My tiny side project has had more impact than my decade in the software industry
Sunday 1 August 2021 12:55
Way back in 2013, I started mammoth.js, a library that converts Word documents into HTML. It's not a large project - roughly 3,000 lines - nor is it particularly exciting.
I have a strong suspicion, though, that that tiny side project has had more of a positive impact than the entirety of the decade I've spent working as a software developer.
I wrote the original version on a Friday afternoon at work, when I realised some of my colleagues were spending hours and hours each week painstakingly copying text from a Word document into our CMS and formatting it. I wrote a tool to automate the process, taking advantage of our consistent in-house styling to map Word styles to the right CSS classes rather than producing the soup of HTML that Word would produce. It wasn't perfect - my colleagues would normally still have to tweak a few things - but I'd guess it saved them over 90% of the time they were spending before on a menial and repetitive task.
Since it seemed like this was likely a problem that other people had, I made an open source implementation on my own time, first in JavaScript, later with ports to Python and Java. Since then, I've had messages from people telling me how much time it's saved them: perhaps the most heartwarming being from someone telling me that the hours they saved each week were being spent with their son instead.
I don't know what the total amount of time saved is, but I'm almost certain that it's at least hundreds of times more than the time I've spent working on the tool.
Admittedly, I've not really done all that much development on the project in recent years. The stability of the docx format means that the core functionality continues to work without changes, and most people use the same, small subset of features, so adding support for more cases and more features has rapidly diminishing returns. The nature of the project means that I don't actually need to support all that much of docx: since it tries to preserve semantic information by converting Word styles to CSS classes, rather than producing a high fidelity copy in HTML as Word does, it can happily ignore most of the actual details of Word formatting.

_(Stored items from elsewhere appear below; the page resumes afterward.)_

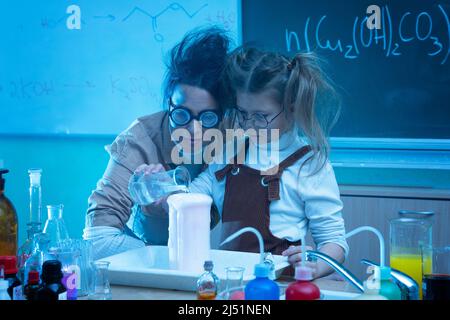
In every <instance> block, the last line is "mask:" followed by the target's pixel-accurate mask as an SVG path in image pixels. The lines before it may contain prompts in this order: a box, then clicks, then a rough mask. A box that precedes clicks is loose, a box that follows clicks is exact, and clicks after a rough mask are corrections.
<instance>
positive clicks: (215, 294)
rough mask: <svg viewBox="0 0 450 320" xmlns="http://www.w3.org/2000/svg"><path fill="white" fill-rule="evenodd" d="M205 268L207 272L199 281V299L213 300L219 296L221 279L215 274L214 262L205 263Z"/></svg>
mask: <svg viewBox="0 0 450 320" xmlns="http://www.w3.org/2000/svg"><path fill="white" fill-rule="evenodd" d="M203 268H204V269H205V272H204V273H203V274H202V275H201V276H200V278H199V279H198V281H197V299H198V300H213V299H215V298H216V296H217V289H218V287H219V278H218V277H217V276H216V275H215V274H214V272H213V269H214V264H213V262H212V261H210V260H208V261H205V263H204V265H203Z"/></svg>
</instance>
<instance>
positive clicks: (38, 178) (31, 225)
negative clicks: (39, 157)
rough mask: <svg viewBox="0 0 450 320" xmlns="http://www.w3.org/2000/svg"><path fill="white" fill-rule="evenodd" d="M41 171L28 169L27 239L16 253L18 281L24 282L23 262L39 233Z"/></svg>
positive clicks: (40, 170) (41, 201) (40, 189)
mask: <svg viewBox="0 0 450 320" xmlns="http://www.w3.org/2000/svg"><path fill="white" fill-rule="evenodd" d="M41 173H42V170H41V169H29V170H28V174H29V177H30V206H29V208H30V213H29V220H28V223H27V239H26V240H25V242H24V243H23V244H22V246H21V247H20V248H19V250H18V252H17V257H18V267H19V279H20V280H22V281H23V280H24V278H25V276H24V268H25V262H26V261H27V259H28V258H29V257H30V256H31V254H32V252H33V236H34V235H35V234H36V233H39V232H41V229H42V225H41V207H42V199H41V195H42V192H41Z"/></svg>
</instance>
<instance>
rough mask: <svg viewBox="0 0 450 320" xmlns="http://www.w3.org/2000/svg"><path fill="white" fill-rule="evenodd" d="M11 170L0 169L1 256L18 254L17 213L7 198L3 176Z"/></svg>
mask: <svg viewBox="0 0 450 320" xmlns="http://www.w3.org/2000/svg"><path fill="white" fill-rule="evenodd" d="M8 172H9V170H6V169H0V256H15V255H16V254H17V228H18V222H17V213H16V209H14V206H13V204H12V203H11V201H10V200H9V199H8V198H7V197H6V196H5V194H4V190H5V179H4V178H3V176H2V175H3V174H5V173H8Z"/></svg>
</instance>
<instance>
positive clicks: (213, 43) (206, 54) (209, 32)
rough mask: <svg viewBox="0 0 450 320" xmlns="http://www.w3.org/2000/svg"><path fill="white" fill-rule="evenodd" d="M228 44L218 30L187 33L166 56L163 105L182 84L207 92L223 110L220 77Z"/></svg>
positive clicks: (167, 101) (230, 41)
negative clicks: (166, 60) (166, 66)
mask: <svg viewBox="0 0 450 320" xmlns="http://www.w3.org/2000/svg"><path fill="white" fill-rule="evenodd" d="M230 44H231V40H230V38H229V36H228V35H227V33H226V31H225V30H223V29H221V28H219V27H207V28H199V29H195V30H192V31H190V32H189V33H187V34H186V35H185V36H184V38H183V39H182V40H181V41H180V42H179V43H178V44H176V45H175V46H174V47H173V48H172V50H171V51H170V54H169V56H168V61H167V63H166V65H167V72H166V75H165V81H164V87H163V90H164V102H165V103H166V106H167V102H168V101H169V99H170V97H171V95H172V93H173V91H174V88H175V87H176V86H177V85H179V84H186V85H190V86H194V87H198V88H201V89H204V90H206V91H208V92H209V93H210V94H211V95H212V96H213V97H214V98H215V99H216V101H217V102H218V104H219V106H220V107H221V108H223V107H224V98H225V96H224V92H223V90H222V85H221V84H222V82H221V75H222V71H223V69H224V67H225V64H226V62H227V54H228V51H229V48H230Z"/></svg>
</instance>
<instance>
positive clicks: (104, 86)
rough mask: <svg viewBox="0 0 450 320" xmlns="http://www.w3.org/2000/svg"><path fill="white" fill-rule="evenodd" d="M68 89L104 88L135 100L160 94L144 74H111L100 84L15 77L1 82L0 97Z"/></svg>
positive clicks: (50, 92) (32, 93) (32, 95)
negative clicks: (158, 92)
mask: <svg viewBox="0 0 450 320" xmlns="http://www.w3.org/2000/svg"><path fill="white" fill-rule="evenodd" d="M67 90H72V91H73V92H74V94H78V93H79V92H80V91H82V90H85V91H89V92H92V91H94V90H97V91H98V90H103V91H104V92H105V93H108V94H112V95H115V96H117V97H119V98H124V99H127V100H133V98H136V97H148V98H152V99H157V97H158V94H157V93H156V92H155V91H154V90H153V89H152V88H151V84H150V80H149V79H148V78H147V77H144V76H129V77H118V76H113V75H110V76H109V77H108V78H105V80H104V81H102V82H101V83H98V84H96V83H94V82H93V81H89V80H85V81H79V82H76V81H71V82H69V81H67V82H64V81H60V82H58V81H55V80H42V79H40V80H31V79H24V78H18V79H14V80H11V81H9V82H8V83H5V84H2V83H0V97H1V96H2V95H7V96H9V97H10V98H11V99H16V100H28V99H34V98H42V97H50V96H57V95H59V94H62V92H63V91H67Z"/></svg>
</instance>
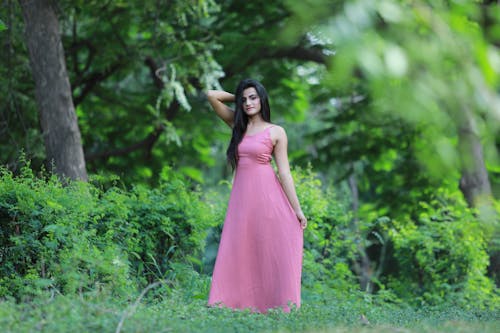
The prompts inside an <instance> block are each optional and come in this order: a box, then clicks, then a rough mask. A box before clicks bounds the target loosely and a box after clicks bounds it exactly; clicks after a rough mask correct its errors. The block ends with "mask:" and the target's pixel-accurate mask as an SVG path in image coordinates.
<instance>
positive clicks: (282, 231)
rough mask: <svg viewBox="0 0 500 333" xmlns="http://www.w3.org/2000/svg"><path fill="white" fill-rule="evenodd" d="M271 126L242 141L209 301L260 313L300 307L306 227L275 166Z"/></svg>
mask: <svg viewBox="0 0 500 333" xmlns="http://www.w3.org/2000/svg"><path fill="white" fill-rule="evenodd" d="M271 127H272V126H271ZM269 129H270V127H268V128H266V129H265V130H263V131H261V132H259V133H256V134H254V135H246V136H245V137H244V138H243V140H242V141H241V143H240V145H239V146H238V156H239V160H238V165H237V167H236V174H235V177H234V181H233V188H232V191H231V196H230V199H229V205H228V209H227V213H226V219H225V221H224V227H223V230H222V236H221V241H220V245H219V250H218V253H217V259H216V261H215V267H214V272H213V276H212V285H211V289H210V295H209V298H208V304H209V305H219V306H224V307H230V308H233V309H245V308H250V309H251V310H252V311H258V312H266V311H267V310H268V309H270V308H276V307H281V308H282V309H283V310H284V311H286V312H289V311H290V307H289V304H290V303H293V304H295V306H296V307H300V279H301V271H302V245H303V231H302V229H301V228H300V223H299V221H298V219H297V216H296V215H295V213H294V211H293V209H292V207H291V205H290V202H289V201H288V198H287V197H286V194H285V192H284V191H283V188H282V187H281V184H280V182H279V180H278V177H277V176H276V174H275V173H274V170H273V168H272V166H271V163H270V161H271V154H272V151H273V144H272V141H271V137H270V131H269Z"/></svg>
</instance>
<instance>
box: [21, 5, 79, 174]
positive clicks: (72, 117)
mask: <svg viewBox="0 0 500 333" xmlns="http://www.w3.org/2000/svg"><path fill="white" fill-rule="evenodd" d="M51 3H52V2H51V1H50V0H20V4H21V7H22V12H23V16H24V22H25V29H26V30H25V34H26V43H27V46H28V51H29V57H30V63H31V70H32V73H33V79H34V81H35V97H36V102H37V105H38V112H39V115H40V125H41V128H42V133H43V137H44V141H45V150H46V154H47V162H48V163H49V165H50V164H51V163H54V167H55V170H54V171H55V172H56V173H57V174H58V175H59V176H60V177H61V178H66V177H68V178H71V179H81V180H87V171H86V168H85V159H84V156H83V148H82V143H81V137H80V129H79V128H78V122H77V118H76V113H75V108H74V105H73V100H72V95H71V87H70V83H69V78H68V73H67V71H66V63H65V58H64V50H63V46H62V42H61V36H60V34H59V21H58V18H57V16H56V13H55V11H54V9H53V7H52V5H51Z"/></svg>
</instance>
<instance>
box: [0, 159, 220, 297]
mask: <svg viewBox="0 0 500 333" xmlns="http://www.w3.org/2000/svg"><path fill="white" fill-rule="evenodd" d="M161 178H162V184H161V185H160V187H159V188H157V189H154V190H148V189H146V188H144V187H140V186H139V187H135V188H133V189H132V190H131V191H129V192H128V191H125V190H120V189H118V188H117V187H111V188H109V189H108V190H106V191H104V190H101V189H98V188H97V187H95V186H93V185H91V184H85V183H81V182H74V183H71V184H70V186H67V187H63V186H62V185H61V183H60V182H59V181H58V180H57V178H56V177H55V176H52V177H49V178H46V179H39V178H35V176H34V175H33V173H32V172H31V170H30V169H29V166H26V167H24V168H23V174H22V175H21V176H20V177H14V176H13V175H12V173H11V172H9V171H7V170H5V169H2V175H1V181H0V189H1V190H0V193H1V194H0V203H1V206H0V209H1V210H0V216H1V224H2V228H1V230H2V232H1V239H0V246H1V253H2V255H1V260H2V265H1V269H0V273H1V274H0V277H1V282H2V284H1V288H0V292H1V295H2V296H5V295H14V296H16V297H31V296H33V295H36V294H37V293H38V292H40V291H41V290H44V289H56V290H59V291H61V292H64V293H74V292H85V291H91V290H98V289H100V288H105V289H107V290H110V291H112V292H113V293H118V294H120V293H124V292H126V291H127V289H129V288H136V287H138V286H141V285H144V283H146V282H151V281H153V280H158V279H162V278H165V277H166V276H167V273H168V270H169V269H170V267H171V260H172V261H176V262H181V261H182V262H186V263H191V264H194V265H199V264H200V263H199V260H198V259H196V258H197V257H199V256H200V251H201V250H202V248H203V245H204V239H205V237H206V230H207V228H208V227H209V226H210V225H211V223H212V221H213V219H211V214H210V212H209V210H208V207H207V206H206V205H205V204H204V203H202V202H201V201H200V198H199V192H197V191H196V190H193V189H192V188H189V187H188V184H187V182H185V180H184V179H183V178H182V177H180V176H178V175H175V174H173V173H172V172H171V170H170V169H169V168H165V169H164V170H163V172H162V175H161Z"/></svg>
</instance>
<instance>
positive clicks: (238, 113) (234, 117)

By comparison, having worked as a software developer for over a decade, the impact of the stuff I actually got paid to do seems underwhelming.

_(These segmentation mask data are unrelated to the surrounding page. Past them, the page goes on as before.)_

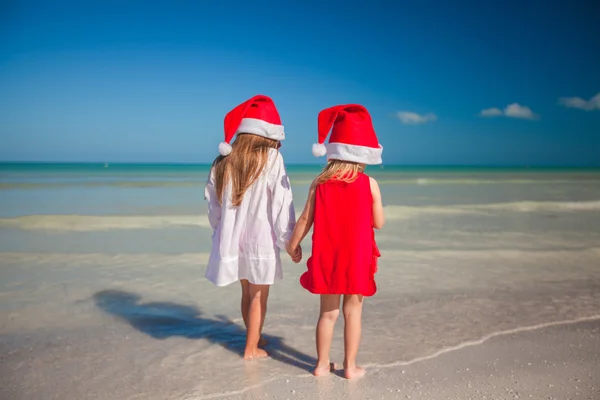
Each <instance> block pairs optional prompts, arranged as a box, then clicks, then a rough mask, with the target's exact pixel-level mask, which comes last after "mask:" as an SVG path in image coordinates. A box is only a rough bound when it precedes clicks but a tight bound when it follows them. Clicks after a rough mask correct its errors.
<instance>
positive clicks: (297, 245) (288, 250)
mask: <svg viewBox="0 0 600 400" xmlns="http://www.w3.org/2000/svg"><path fill="white" fill-rule="evenodd" d="M285 249H286V251H287V252H288V254H289V255H290V257H291V258H292V261H293V262H295V263H296V264H298V263H299V262H300V260H302V247H301V246H300V245H299V244H298V245H296V246H295V247H292V246H291V245H290V243H289V242H288V243H287V245H286V246H285Z"/></svg>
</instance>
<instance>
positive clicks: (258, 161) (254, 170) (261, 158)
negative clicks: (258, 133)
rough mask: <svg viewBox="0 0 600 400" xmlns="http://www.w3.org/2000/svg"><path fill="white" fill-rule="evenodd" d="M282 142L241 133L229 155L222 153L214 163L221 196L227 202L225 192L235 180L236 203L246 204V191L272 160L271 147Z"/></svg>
mask: <svg viewBox="0 0 600 400" xmlns="http://www.w3.org/2000/svg"><path fill="white" fill-rule="evenodd" d="M278 144H279V142H278V141H277V140H272V139H267V138H265V137H262V136H257V135H251V134H246V133H240V134H238V136H237V137H236V139H235V141H234V142H233V144H232V145H231V147H232V149H231V153H230V154H229V155H228V156H219V157H217V158H216V159H215V161H214V162H213V165H212V166H213V168H214V174H215V183H216V189H217V198H218V199H219V203H221V204H222V203H223V192H224V191H225V188H226V187H227V185H228V183H229V182H230V181H231V189H232V193H231V201H232V204H233V206H235V207H237V206H239V205H240V204H242V199H243V198H244V194H245V193H246V190H248V188H249V187H250V186H252V184H253V183H254V182H256V180H257V179H258V178H259V177H260V175H261V174H262V172H263V170H264V169H265V165H266V164H267V161H268V159H269V149H276V148H277V146H278Z"/></svg>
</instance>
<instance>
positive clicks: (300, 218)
mask: <svg viewBox="0 0 600 400" xmlns="http://www.w3.org/2000/svg"><path fill="white" fill-rule="evenodd" d="M315 189H316V185H315V184H314V182H313V184H312V185H311V186H310V190H309V191H308V198H307V199H306V204H305V205H304V210H303V211H302V214H300V217H299V218H298V221H297V222H296V226H295V227H294V232H293V233H292V236H291V238H290V241H289V242H288V245H287V252H288V253H289V255H290V256H291V257H292V260H294V262H299V261H300V259H301V258H302V249H301V248H300V242H302V240H303V239H304V238H305V237H306V235H307V234H308V232H309V231H310V228H311V227H312V224H313V222H314V218H315V215H314V214H315Z"/></svg>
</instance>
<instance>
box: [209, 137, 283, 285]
mask: <svg viewBox="0 0 600 400" xmlns="http://www.w3.org/2000/svg"><path fill="white" fill-rule="evenodd" d="M216 186H217V182H216V177H215V169H214V168H213V169H212V170H211V174H210V177H209V181H208V184H207V186H206V190H205V197H206V198H207V199H208V201H209V220H210V223H211V226H212V228H213V229H214V234H213V238H212V240H213V246H212V251H211V254H210V258H209V262H208V268H207V270H206V277H207V278H208V279H209V280H211V281H212V282H213V283H215V284H216V285H218V286H225V285H228V284H230V283H233V282H235V281H237V280H242V279H246V280H248V281H249V282H250V283H253V284H264V285H266V284H273V283H274V281H275V280H278V279H281V278H282V268H281V259H280V255H279V250H280V249H282V248H285V241H286V240H287V239H288V238H289V235H291V232H292V230H293V227H294V222H295V215H294V208H293V203H292V191H291V187H290V183H289V179H288V176H287V174H286V171H285V167H284V164H283V157H282V156H281V154H280V153H279V151H277V150H276V149H274V148H271V149H268V157H267V161H266V163H265V166H264V168H263V170H262V172H261V173H260V175H259V176H258V178H257V179H256V180H255V181H254V182H253V183H252V184H251V185H250V186H249V187H248V188H247V189H246V190H245V192H244V193H243V197H242V199H241V202H240V203H239V204H238V205H235V204H234V197H235V194H234V193H233V185H232V183H231V180H230V182H228V184H226V185H224V186H223V189H222V197H221V198H222V201H221V203H219V197H218V196H217V190H216Z"/></svg>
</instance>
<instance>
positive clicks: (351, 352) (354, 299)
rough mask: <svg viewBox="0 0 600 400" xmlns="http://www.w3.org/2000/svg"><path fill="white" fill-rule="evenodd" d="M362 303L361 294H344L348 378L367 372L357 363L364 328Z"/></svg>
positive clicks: (362, 297)
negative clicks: (346, 294) (344, 294)
mask: <svg viewBox="0 0 600 400" xmlns="http://www.w3.org/2000/svg"><path fill="white" fill-rule="evenodd" d="M362 303H363V296H361V295H344V320H345V324H344V353H345V357H344V375H345V376H346V378H348V379H352V378H359V377H361V376H363V375H364V374H365V370H364V369H362V368H361V367H358V366H357V365H356V355H357V354H358V346H359V344H360V335H361V330H362V322H361V319H362Z"/></svg>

I've tried to pick companies working on domains that seem useful: developer productivity, treating diseases, education. While my success in those jobs has been variable - in some cases, I'm proud of what I accomplished, in others I'm pretty sure my net effect was, at best, zero - I'd have a tough time saying that the cumulative impact was greater than my little side project.
Sometimes I wonder whether it'd be possible to earn a living off mammoth. Although there's an option to donate - I currently get a grand total of £1.15 a week from regular donations - it's not something I push very hard. There are specific use cases that are more involved that I'll probably never be able to support in my spare time - for instance, support for equations - so potentially there's money to be made there.
I'm not sure it would make me any happier though. If I were a solo developer, I'd probably miss working with other people, and I'm not sure I really have the temperament to do the work to get enough sales to live off.
Somehow, though, it feels like a missed opportunity. Working on tools where the benefit is immediately visible is extremely satisfying, and there's probably plenty of domains where software could still help without requiring machine learning or a high-growth startup backed by venture capital. I'm just not sure what the best way is for someone like me to actually do so.